Retraite
Repartir des fondamentaux, sans a priori, est une bonne méthode pour prendre du recul par rapport aux solutions du passé, et progresser sur des sujets complexes, tels que les retraites.
Voilà un sujet délicat, qui pourrait faire tourner au cauchemar le bonheur de vivre plus vieux. Les débats sur leur réforme, répétitifs et éternels, sont là pour prouver le caractère sensible des retraites (1). Le nombre d’actifs diminue, celui des inactifs augmente, ils vivent de plus en plus vieux, coûtent de plus en plus cher en dépenses de santé, rien ne va plus !
Mettons d’abord les choses au point, repartons des fondamentaux comme l’exige le développement durable. Pour l’essentiel, il s’agit d’une répartition. Une année donnée, le montant des retraites distribuées et les consommations qui en résultent proviennent de la production de l’année, sous réserve de quelques décalages dans le temps. C’est bien pour ça que nous parlons toujours du ratio actifs/inactifs, qui pourrait devenir inquiétant. La solution trouvée dans plusieurs pays est de décaler l’âge de départ à la retraite, ce qui, mécaniquement, augment le nombre des actifs et diminue celui des inactifs. Ça va un temps, mais quand nous serons tous centenaires, jusqu’à quel âge faudra-t-il travailler ?
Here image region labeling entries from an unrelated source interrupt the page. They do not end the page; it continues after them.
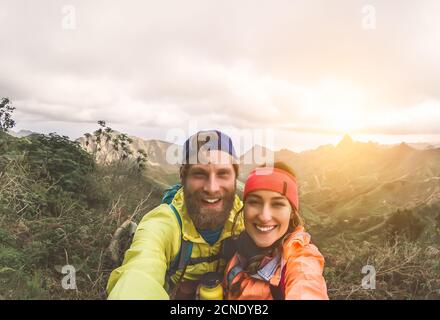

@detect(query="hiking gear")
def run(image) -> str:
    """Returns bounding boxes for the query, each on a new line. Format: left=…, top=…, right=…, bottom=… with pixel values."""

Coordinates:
left=182, top=130, right=237, bottom=164
left=197, top=272, right=223, bottom=300
left=107, top=188, right=244, bottom=300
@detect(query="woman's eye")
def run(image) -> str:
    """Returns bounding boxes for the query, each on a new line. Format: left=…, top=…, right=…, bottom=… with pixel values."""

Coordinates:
left=193, top=172, right=205, bottom=178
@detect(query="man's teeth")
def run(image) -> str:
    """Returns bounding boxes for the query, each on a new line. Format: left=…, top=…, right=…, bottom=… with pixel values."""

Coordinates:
left=255, top=225, right=276, bottom=232
left=205, top=198, right=220, bottom=203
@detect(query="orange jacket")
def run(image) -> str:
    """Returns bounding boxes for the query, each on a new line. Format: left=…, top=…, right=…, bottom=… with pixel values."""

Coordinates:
left=224, top=226, right=328, bottom=300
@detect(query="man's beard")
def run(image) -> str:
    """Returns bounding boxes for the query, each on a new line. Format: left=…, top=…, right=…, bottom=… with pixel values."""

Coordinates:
left=183, top=188, right=235, bottom=230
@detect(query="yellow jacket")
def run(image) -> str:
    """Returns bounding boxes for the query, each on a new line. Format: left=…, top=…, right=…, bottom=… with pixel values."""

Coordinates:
left=107, top=188, right=244, bottom=300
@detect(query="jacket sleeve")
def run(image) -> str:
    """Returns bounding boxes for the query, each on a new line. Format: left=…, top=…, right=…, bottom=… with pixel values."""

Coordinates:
left=285, top=244, right=328, bottom=300
left=107, top=205, right=180, bottom=300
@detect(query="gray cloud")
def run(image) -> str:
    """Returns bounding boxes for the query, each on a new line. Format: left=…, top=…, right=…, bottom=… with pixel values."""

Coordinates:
left=0, top=0, right=440, bottom=146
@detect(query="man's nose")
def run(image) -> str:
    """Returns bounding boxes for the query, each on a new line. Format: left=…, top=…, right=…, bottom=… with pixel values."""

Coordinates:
left=204, top=175, right=220, bottom=193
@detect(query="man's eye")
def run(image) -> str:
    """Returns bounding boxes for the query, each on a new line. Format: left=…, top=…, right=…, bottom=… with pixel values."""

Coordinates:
left=193, top=172, right=205, bottom=178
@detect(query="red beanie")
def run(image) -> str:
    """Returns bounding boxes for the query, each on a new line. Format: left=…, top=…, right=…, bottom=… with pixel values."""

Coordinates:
left=243, top=167, right=299, bottom=211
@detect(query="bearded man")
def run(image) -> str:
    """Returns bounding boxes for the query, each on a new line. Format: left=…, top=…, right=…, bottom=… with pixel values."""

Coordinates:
left=107, top=131, right=244, bottom=300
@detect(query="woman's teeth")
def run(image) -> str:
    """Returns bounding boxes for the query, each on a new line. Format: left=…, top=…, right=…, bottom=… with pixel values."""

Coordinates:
left=255, top=224, right=276, bottom=232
Ce type de réponse, sur l’âge de départ à la retraite, présente de réelles lacunes. Tout d’abord, il fait l’impasse sur la productivité du travail. Les actifs sont moins nombreux, mais grâce aux progrès engrangés au fil des années, il faut de moins en moins de temps de travail humain pour produire un objet donné. Par exemple, le nombre d’heures de travail pour fabriquer une voiture a diminué de 50% en 30 ans. Ça donne des marges pour prélever un peu plus pour les retraites, sans priver les « actifs » d’une hausse de salaire.
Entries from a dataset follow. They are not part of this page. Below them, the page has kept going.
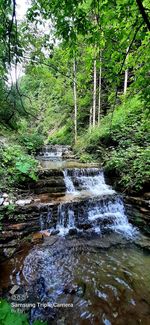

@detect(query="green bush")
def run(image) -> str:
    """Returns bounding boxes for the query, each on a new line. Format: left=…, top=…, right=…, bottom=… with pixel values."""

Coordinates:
left=75, top=96, right=150, bottom=192
left=0, top=300, right=46, bottom=325
left=0, top=144, right=38, bottom=185
left=19, top=132, right=44, bottom=153
left=105, top=146, right=150, bottom=192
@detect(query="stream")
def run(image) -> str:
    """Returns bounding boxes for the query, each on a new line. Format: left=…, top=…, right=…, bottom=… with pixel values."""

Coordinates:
left=0, top=146, right=150, bottom=325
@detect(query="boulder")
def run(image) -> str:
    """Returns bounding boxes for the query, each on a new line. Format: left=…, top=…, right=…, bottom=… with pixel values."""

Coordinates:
left=16, top=199, right=32, bottom=206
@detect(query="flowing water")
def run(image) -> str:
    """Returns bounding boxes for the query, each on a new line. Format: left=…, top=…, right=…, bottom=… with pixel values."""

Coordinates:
left=0, top=146, right=150, bottom=325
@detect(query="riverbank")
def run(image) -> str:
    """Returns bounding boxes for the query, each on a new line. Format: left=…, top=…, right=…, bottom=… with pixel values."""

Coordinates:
left=0, top=145, right=150, bottom=260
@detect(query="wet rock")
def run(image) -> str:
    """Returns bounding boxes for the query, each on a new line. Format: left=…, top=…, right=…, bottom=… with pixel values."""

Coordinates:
left=68, top=228, right=78, bottom=236
left=3, top=193, right=8, bottom=199
left=7, top=223, right=28, bottom=231
left=41, top=230, right=51, bottom=237
left=50, top=229, right=59, bottom=236
left=0, top=197, right=4, bottom=205
left=16, top=199, right=32, bottom=206
left=63, top=284, right=77, bottom=295
left=9, top=285, right=19, bottom=295
left=32, top=232, right=43, bottom=243
left=3, top=247, right=16, bottom=258
left=135, top=235, right=150, bottom=252
left=0, top=239, right=18, bottom=248
left=77, top=223, right=92, bottom=230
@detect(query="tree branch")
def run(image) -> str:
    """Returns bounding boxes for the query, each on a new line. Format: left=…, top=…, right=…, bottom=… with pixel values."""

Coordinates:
left=136, top=0, right=150, bottom=31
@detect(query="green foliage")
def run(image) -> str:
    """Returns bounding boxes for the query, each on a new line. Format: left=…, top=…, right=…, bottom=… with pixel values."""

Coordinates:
left=105, top=145, right=150, bottom=192
left=75, top=96, right=150, bottom=192
left=48, top=126, right=73, bottom=145
left=0, top=143, right=38, bottom=188
left=19, top=133, right=44, bottom=153
left=0, top=300, right=47, bottom=325
left=80, top=153, right=93, bottom=163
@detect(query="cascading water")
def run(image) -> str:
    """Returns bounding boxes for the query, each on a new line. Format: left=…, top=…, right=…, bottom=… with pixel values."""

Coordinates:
left=56, top=204, right=75, bottom=236
left=63, top=169, right=76, bottom=193
left=57, top=168, right=137, bottom=238
left=41, top=145, right=62, bottom=160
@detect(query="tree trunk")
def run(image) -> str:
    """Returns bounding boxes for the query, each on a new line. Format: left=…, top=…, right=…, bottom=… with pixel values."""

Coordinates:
left=98, top=51, right=102, bottom=126
left=89, top=107, right=93, bottom=132
left=124, top=48, right=129, bottom=95
left=136, top=0, right=150, bottom=31
left=93, top=59, right=97, bottom=127
left=73, top=59, right=78, bottom=143
left=124, top=69, right=128, bottom=95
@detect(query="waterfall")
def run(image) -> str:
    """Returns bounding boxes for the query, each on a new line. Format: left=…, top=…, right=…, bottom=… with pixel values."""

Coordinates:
left=40, top=168, right=137, bottom=238
left=63, top=169, right=76, bottom=193
left=64, top=168, right=115, bottom=195
left=56, top=204, right=75, bottom=236
left=57, top=168, right=136, bottom=237
left=40, top=145, right=62, bottom=160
Et puis si la productivité s’est accrue, c’est du fait d’investissements : plus de compétence, plus de recherche et développement, plus de matériel. Certains préconisent d’ailleurs de faire payer les robots, traduction concrète de ces investissements dans certains secteurs d’activité, et on pourrait y ajouter les ordinateurs et l’intelligence artificielle, tout ce qui permet d’améliorer la productivité du travail humain. Pour faire plus simple, disons que c’est l’ensemble des « facteurs de production » qui pourraient être mis à contribution, ce qui ne serait que justice, puisque ces investissements sont en grande partie le fruit du travail des générations à la retraite.
Ajoutons que les « inactifs » ne sont pas improductifs pour autant. En dehors ou à l’intérieur de la sphère marchande, et ils produisent des biens et des services fort utiles à la société. Laisser un temps entre l’activité « traditionnelle » et le grand âge est une nécessité sociale, d’autant qu’une lassitude arrive naturellement au bout que 40 et quelques années. Il vaut mieux repartir dans un autre cadre, pour se motiver et redevenir performant (2).
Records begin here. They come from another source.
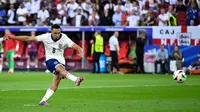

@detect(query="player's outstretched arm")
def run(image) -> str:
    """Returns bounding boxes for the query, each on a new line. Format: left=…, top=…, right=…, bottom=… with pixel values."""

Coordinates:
left=72, top=44, right=83, bottom=57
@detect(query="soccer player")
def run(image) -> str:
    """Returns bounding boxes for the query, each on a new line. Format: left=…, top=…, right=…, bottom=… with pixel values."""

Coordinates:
left=7, top=24, right=84, bottom=105
left=4, top=29, right=19, bottom=73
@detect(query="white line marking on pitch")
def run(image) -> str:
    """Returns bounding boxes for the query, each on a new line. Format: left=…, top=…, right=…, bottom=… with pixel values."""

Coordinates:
left=0, top=84, right=200, bottom=91
left=24, top=104, right=38, bottom=107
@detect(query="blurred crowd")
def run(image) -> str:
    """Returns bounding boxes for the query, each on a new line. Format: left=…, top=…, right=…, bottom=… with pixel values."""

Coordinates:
left=0, top=0, right=200, bottom=26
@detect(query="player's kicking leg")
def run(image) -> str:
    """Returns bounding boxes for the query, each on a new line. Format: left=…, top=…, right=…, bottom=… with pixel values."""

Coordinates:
left=40, top=64, right=84, bottom=105
left=39, top=74, right=62, bottom=105
left=56, top=64, right=84, bottom=86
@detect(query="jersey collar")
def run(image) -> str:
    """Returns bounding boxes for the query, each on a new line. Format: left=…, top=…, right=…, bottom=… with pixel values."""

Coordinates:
left=51, top=34, right=62, bottom=42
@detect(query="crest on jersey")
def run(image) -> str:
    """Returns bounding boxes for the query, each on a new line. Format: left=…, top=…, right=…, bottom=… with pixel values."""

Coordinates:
left=58, top=44, right=62, bottom=49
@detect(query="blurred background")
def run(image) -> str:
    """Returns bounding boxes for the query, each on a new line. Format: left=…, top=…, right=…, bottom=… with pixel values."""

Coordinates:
left=0, top=0, right=200, bottom=73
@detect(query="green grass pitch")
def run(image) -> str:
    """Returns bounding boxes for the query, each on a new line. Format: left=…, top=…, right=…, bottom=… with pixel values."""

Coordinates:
left=0, top=72, right=200, bottom=112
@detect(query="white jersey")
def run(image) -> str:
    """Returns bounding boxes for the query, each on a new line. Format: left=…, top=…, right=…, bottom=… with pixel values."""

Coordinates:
left=36, top=33, right=74, bottom=64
Revenons aux fondamentaux. A quoi servent les retraites ? A permettre aux inactifs de vivre dignement, à être indépendants de leurs enfants. Une sorte de salaire différé a-t-on souvent dit, une rémunération décalée dans le temps pour le travail passé. C’est aussi un pouvoir d’achat distribué, qui permet une consommation. La moitié des voitures neuves sont achetées par des retraités. A côté de l’aspect social, il y a une forte composante économique. Il faut que l’argent tourne, et la retraite est un des instruments de cette rotation, dont les producteurs ont bien besoin pour vendre. C’est donc un équilibre financier qui est produit par les retraites, au-delà de la juste récompense d’une vie de labeur. Cet équilibre intègre l’état des techniques de production, des niveaux et des modes de consommation, et il est bien réducteur de réduire le débat sur les retraites à quelques paramètres intangibles (durée de cotisation, âge de départ, montant des cotisations et des pensions). Nous ne passons aujourd’hui qu’environ 12% de notre temps de vie à travailler, alors que nos aïeux y consacraient bien plus que la moitié de leur vie. Et pourtant, nous bénéficions d’un niveau de vie et d’une durée de vie bien supérieurs. C’est que notre technicité, nos connaissances, notre organisation sociale ont permis d’accroître spectaculairement le volume de richesses produites. Et d’importantes réserves de productivité existent encore, avec, par exemple, l’imprimante 3D et l’intelligence artificielle. Il y a donc moyen de produire les biens et services dont nous avons besoin, et des les répartir équitablement entre toutes les composantes de la population, vieux y compris, même si leur nombre augmente. Le cauchemar évoqué en tête de cette note doit pouvoir être transformé en rêve, à condition d’ouvrir le débat à toutes ses dimensions au lieu de l’enfermer dans un marchandage étriqué autour de quelques paramètres.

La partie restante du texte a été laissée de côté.